Are you using the lockring that came with the new cassette and not the 11t lockring?
Have you tried adjusting the rear derailleur with the barrel adjuster?

Al


----------



## android (Nov 20, 2007)

Did you use the 1mm spacer that came with the new cassette? 
You still haven't clearly told us what chainring you're using... Are you on the big ring and the 2nd smallest cog or the little ring and the 2nd smallest cog?

Other points:
* Skewer has nothing to do with this.
* incorrect mixing of BB/crank could cause a chainline problem, but not 9spd vs 10spd crank. Correct chain line for a double remains 43.5mm to an imaginary line between the rings. Should fall directly between cog 5 and 6 in the back.
* Bikes with very short chainstays sometimes just rub in odd places. Don't ride those gears or just live with it.


----------



## Fivethumbs (Jul 26, 2005)

I have been through this same thing. I was able to fix it. I think it's either not adjusted properly or you forgot the spacer as suggested above. I don't think it's the 9sp/10sp problem either. If it's catching on the 2nd largest cog then try moving the derailleur toward the dropout until it doesn't catch.


----------



## Al1943 (Jun 23, 2003)

BTW, that's the high cog, not the low cog.


----------



## woodenspoke (Feb 3, 2008)

I did not mix lock rings. Yes smallest cog 12T high not low my mistake. The FSA is a compact 50/ 34. My center chain line seems fine.

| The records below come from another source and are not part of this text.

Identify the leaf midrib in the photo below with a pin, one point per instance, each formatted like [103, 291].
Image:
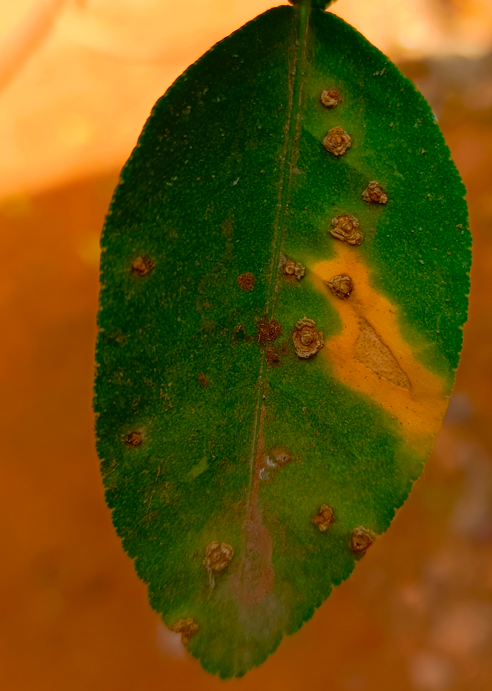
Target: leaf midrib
[303, 11]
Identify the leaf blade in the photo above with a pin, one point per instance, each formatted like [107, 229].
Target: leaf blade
[192, 202]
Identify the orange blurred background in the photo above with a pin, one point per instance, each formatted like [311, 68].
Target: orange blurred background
[77, 81]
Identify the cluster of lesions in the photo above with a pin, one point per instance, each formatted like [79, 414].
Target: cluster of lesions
[369, 348]
[361, 538]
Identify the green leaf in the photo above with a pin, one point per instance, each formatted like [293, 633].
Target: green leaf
[260, 416]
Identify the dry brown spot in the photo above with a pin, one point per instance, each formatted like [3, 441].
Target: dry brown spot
[272, 357]
[295, 269]
[346, 229]
[324, 518]
[133, 439]
[268, 330]
[246, 281]
[280, 455]
[202, 379]
[142, 266]
[187, 628]
[341, 286]
[337, 141]
[218, 556]
[376, 356]
[254, 578]
[307, 340]
[374, 194]
[361, 539]
[331, 98]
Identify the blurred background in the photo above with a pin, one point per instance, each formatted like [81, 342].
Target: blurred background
[77, 81]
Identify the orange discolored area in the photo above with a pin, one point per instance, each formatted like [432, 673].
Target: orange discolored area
[371, 355]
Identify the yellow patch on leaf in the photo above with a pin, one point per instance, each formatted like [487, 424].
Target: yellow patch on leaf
[370, 354]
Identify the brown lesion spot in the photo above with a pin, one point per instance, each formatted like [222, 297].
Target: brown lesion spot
[324, 518]
[361, 539]
[306, 338]
[272, 357]
[376, 356]
[134, 439]
[341, 286]
[346, 229]
[280, 455]
[267, 330]
[373, 194]
[202, 379]
[337, 141]
[142, 265]
[330, 98]
[218, 556]
[187, 628]
[294, 269]
[246, 281]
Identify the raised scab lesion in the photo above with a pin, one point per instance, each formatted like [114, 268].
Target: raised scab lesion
[218, 556]
[346, 229]
[306, 338]
[330, 98]
[374, 194]
[341, 286]
[370, 350]
[293, 269]
[361, 539]
[337, 141]
[324, 518]
[142, 265]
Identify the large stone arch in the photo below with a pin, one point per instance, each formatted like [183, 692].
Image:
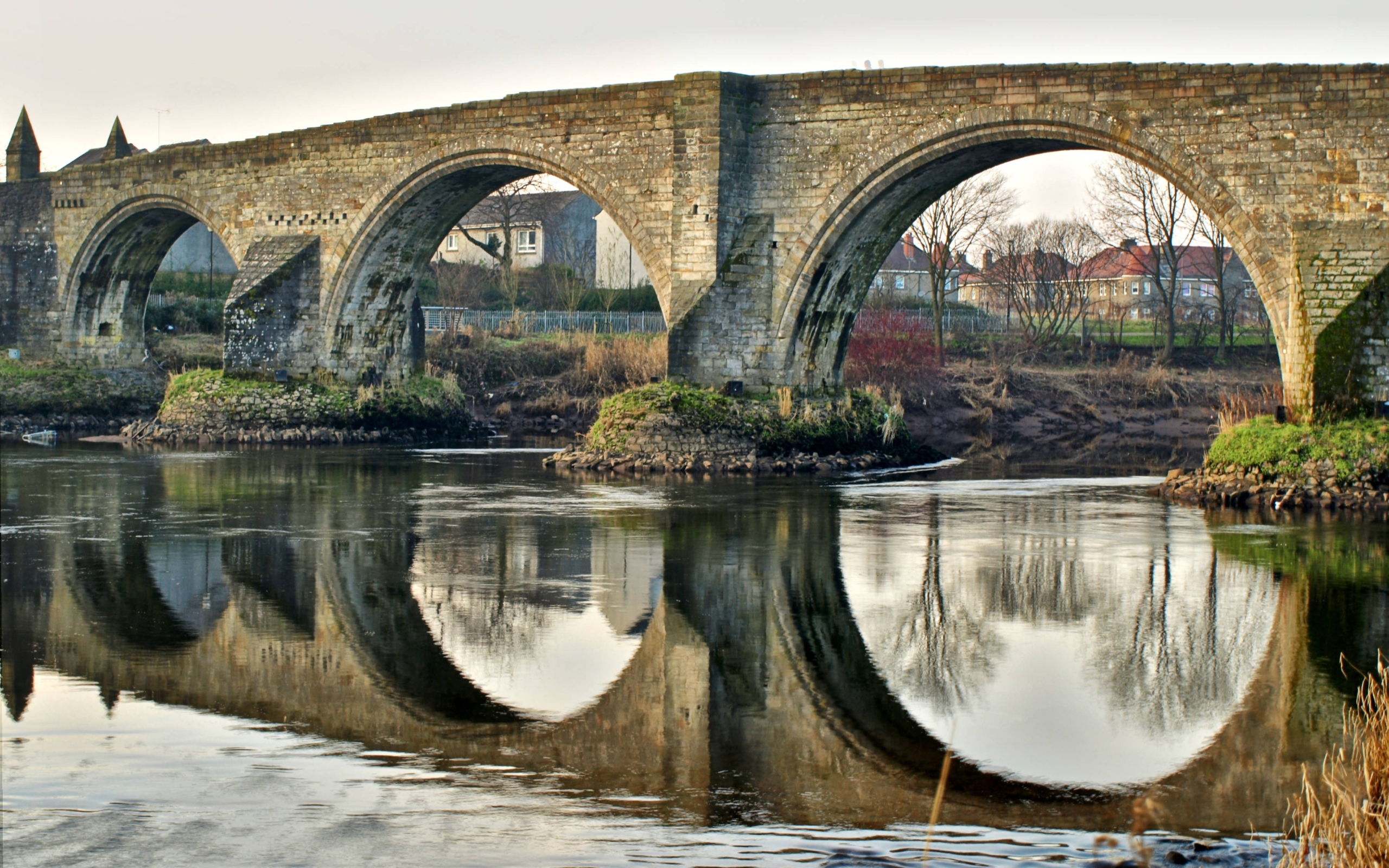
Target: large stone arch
[367, 318]
[830, 263]
[107, 286]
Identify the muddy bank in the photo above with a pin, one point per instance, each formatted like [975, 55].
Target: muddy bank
[969, 403]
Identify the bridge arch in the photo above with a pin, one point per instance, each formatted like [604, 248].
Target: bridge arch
[368, 318]
[834, 259]
[114, 267]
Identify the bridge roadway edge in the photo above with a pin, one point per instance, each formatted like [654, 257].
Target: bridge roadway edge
[757, 199]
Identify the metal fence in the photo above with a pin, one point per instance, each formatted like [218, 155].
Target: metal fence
[953, 320]
[535, 323]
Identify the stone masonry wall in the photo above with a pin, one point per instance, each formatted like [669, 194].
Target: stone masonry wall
[807, 173]
[28, 266]
[271, 316]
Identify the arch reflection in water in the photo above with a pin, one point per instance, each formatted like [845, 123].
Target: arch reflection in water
[188, 571]
[541, 614]
[1057, 646]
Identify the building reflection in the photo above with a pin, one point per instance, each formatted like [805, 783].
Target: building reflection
[743, 650]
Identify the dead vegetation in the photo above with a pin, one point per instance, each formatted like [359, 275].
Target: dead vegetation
[552, 382]
[1342, 820]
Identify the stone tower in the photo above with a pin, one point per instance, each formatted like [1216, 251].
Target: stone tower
[21, 157]
[116, 143]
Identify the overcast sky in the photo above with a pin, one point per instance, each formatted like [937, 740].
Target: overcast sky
[245, 68]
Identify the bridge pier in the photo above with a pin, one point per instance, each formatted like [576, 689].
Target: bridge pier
[760, 205]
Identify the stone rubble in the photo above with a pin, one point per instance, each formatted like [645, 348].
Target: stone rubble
[1316, 488]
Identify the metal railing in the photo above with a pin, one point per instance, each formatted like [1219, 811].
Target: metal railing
[952, 320]
[535, 323]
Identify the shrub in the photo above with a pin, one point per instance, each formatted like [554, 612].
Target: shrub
[891, 349]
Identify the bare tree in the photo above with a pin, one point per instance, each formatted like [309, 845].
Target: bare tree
[1226, 301]
[955, 221]
[1042, 270]
[512, 207]
[1135, 202]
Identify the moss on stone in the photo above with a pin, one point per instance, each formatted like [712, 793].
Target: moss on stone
[1285, 449]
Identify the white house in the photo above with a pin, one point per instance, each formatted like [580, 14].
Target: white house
[617, 267]
[545, 228]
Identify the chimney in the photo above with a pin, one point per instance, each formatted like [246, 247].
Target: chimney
[116, 143]
[21, 159]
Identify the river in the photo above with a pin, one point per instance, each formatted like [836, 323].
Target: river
[457, 658]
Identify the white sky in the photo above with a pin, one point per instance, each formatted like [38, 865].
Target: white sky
[238, 70]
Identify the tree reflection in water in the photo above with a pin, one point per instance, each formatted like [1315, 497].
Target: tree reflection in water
[1062, 650]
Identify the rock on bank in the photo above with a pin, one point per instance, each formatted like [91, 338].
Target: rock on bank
[1260, 463]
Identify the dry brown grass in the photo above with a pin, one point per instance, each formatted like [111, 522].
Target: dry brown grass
[785, 402]
[621, 361]
[1341, 821]
[1239, 406]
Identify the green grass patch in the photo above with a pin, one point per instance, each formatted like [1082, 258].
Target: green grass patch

The spacer could it be be the issue?????

There was a spacer in the new cassette box, but the old 11-23 or 25 had no spacer installed. The wheel set is the WCS Ritchey Protocol, given the mixing of stuff here it may be 2007 vintage, if that is any help. I figured it was not needed given that none was installed. But given factory installation work it may have been left off?

I took this bike on one test drive in 30 deg weather and then it went straight on my trainer after I changed the cassette and added the Jagwire adjusters and new cables. I do not remember checking the 11 cog on the test ride. It was cold I was not in shape.

Is this a pressing issue no just annoying. With a 50 on the front I may need this gear.

The question is if I add this spacer how does it help the chain line problem if my cassette is moved further towards the drive side, if that is my issue now? Is it a compression problem where the cassette is not tight enough even though it feels like it. I did some web browsing since the spacer was brough up but found nothing concrete.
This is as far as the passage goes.